Boyabat ve Saraydüzü çevresindeki ahşap köy evlerinin sofasından sokak veya avlu tarafına bakan bazı bölümler vardır. Bu bölümlerden ileriye doğru az çıkıntılı yere “çıkma” denir. Çıkma, cumbaya benzemektedir, bir anlamda köy evinin cumbasıdır. Çıkmalarda, klasik cumbadaki gibi kafes yoktur, genellikle açıktır.
Çıkmanın yanında, çıkıntısız ve ev hizasında olan açık pencereli geniş kısma ise irezlük derdik. Çıkma, bazen irezlük olarak da tanımlanmaktadır. Çocukluğumda, “İrezlükten bi bak” veya “Filan şeyi irezlükten atıver” gibi cümleleri duyardık.
Köylerin dönüşüm sürecinde, evlerdeki irezlükler azaldı, bazıları odalara dâhil edildi, yeni yapılan evlerde bu bölümlere pek yer verilmedi. Şimdilerde çok az evde irezlüğe rastlayabiliyoruz. Eskiden yöredeki bütün evlerin çatılarında bulunan kediliklere de nadiren rastlıyorum.
Yer yer ince işçiliklerin de yer aldığı ahşap irezlüklerin bir kısmı sadece pencere iken bazılarının arkasında sedir tarzı oturma yeri de bulunurdu. İrezlükten sokağa veya çevreye göz gezdirilebilir, atıklar oradan avluya veya kermeliğe atılır, komşularla irezlükten konuşulur, uzayıp giden gök yine oradan temaşa edilirdi. İrezlüğün önüne kurulan iplere veya tellere kuruması için çamaşırlar veya hava alması için ince kilimler de asılırdı. Güneşte kuruması için mısır, biber, patlıcan ile torba içinde tarhana otları asıldığı da olurdu. Bazı irezlüklerin önünde çiçeklikler de görmüştüm.
İrezlük kelimesinin izini sürerken, yerel sitelere ve derleme sözlüklere baktım. Nerdeyse hiçbir yerde rastlayamadım. Şöyle düşündüm: “İrezlük” kelimesi TDK Derleme Sözlüğünde de yer almadığına göre, ülke genelinde bilinen bir kelime değil. Durum böyle olunca önce kendi tahminlerimi masaya yatırdım.
İrezlük, rüzgârlık kelimesinden bozulmuş bir kelime olabilir. Bu yapı rüzgâr akışını da sağlamaktadır. Biliyorsunuz, r harfi ile başlayan kelimelerin başına genellikle i harfi ilave ederek kullanırız: İramazan, irecep, iradyo gibi. İrezlük, bazı yörelerde “çer çöp” anlamında kullanılan “irez” kelimesinin yapım ekiyle oluşturulmuş hâli de olabilir. Bu durumda irezlük, çer çöp atılan yer demektir. Evet, irezlüğün böyle bir işlevi de var.

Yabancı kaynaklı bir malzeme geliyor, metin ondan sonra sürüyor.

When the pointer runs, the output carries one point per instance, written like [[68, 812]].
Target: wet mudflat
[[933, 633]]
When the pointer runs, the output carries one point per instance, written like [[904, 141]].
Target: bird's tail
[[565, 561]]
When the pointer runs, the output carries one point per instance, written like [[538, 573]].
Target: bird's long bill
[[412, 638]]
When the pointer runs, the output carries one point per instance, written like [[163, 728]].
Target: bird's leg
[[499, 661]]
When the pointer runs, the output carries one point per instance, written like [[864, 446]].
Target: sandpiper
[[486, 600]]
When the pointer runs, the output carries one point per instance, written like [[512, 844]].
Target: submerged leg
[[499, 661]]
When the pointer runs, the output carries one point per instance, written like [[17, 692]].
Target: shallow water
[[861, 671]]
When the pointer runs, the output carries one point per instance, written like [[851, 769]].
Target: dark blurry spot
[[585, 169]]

Tahminlerimi gözden geçirdikten sonra ağabeyimi ve annemi aradım. Sonraki akşam ise köyümüzden seksen yaşlarındaki Mehmet amcayı (Karamehmet) aradım. Mehmet amca, kelimenin aslında “İleriden görme, evin hizasından ileriden bakma” anlamında “ileri yüzlük” olduğunu söyledi. Bu yeni farklı bilgi beni heyecanlandırdı.
Yöremize ait kelimelere vukufiyetini bildiğim hemşerim Meftun Dallı Beye de sordum. O da, Boyabat’ın Paşalıoğlu, Günpınar, Yeşilçam havalisindeki köylerde “ileri yüz” şeklinde kullanıldığını yazdı. Meftun Beyden gelen bilgi ile Karamehmet Amcadan gelen bilgiler örtüşüyordu. Üçüncü günün sonunda elimdeki ifadeler üçe çıktı: İrezlük, ileri yüz, ileri yüzlük. Belki de “irezlük” kelimesi, ileri yüz veya ileri yüzlük ifadelerinin günlük dildeki kısaltılmış hâlidir.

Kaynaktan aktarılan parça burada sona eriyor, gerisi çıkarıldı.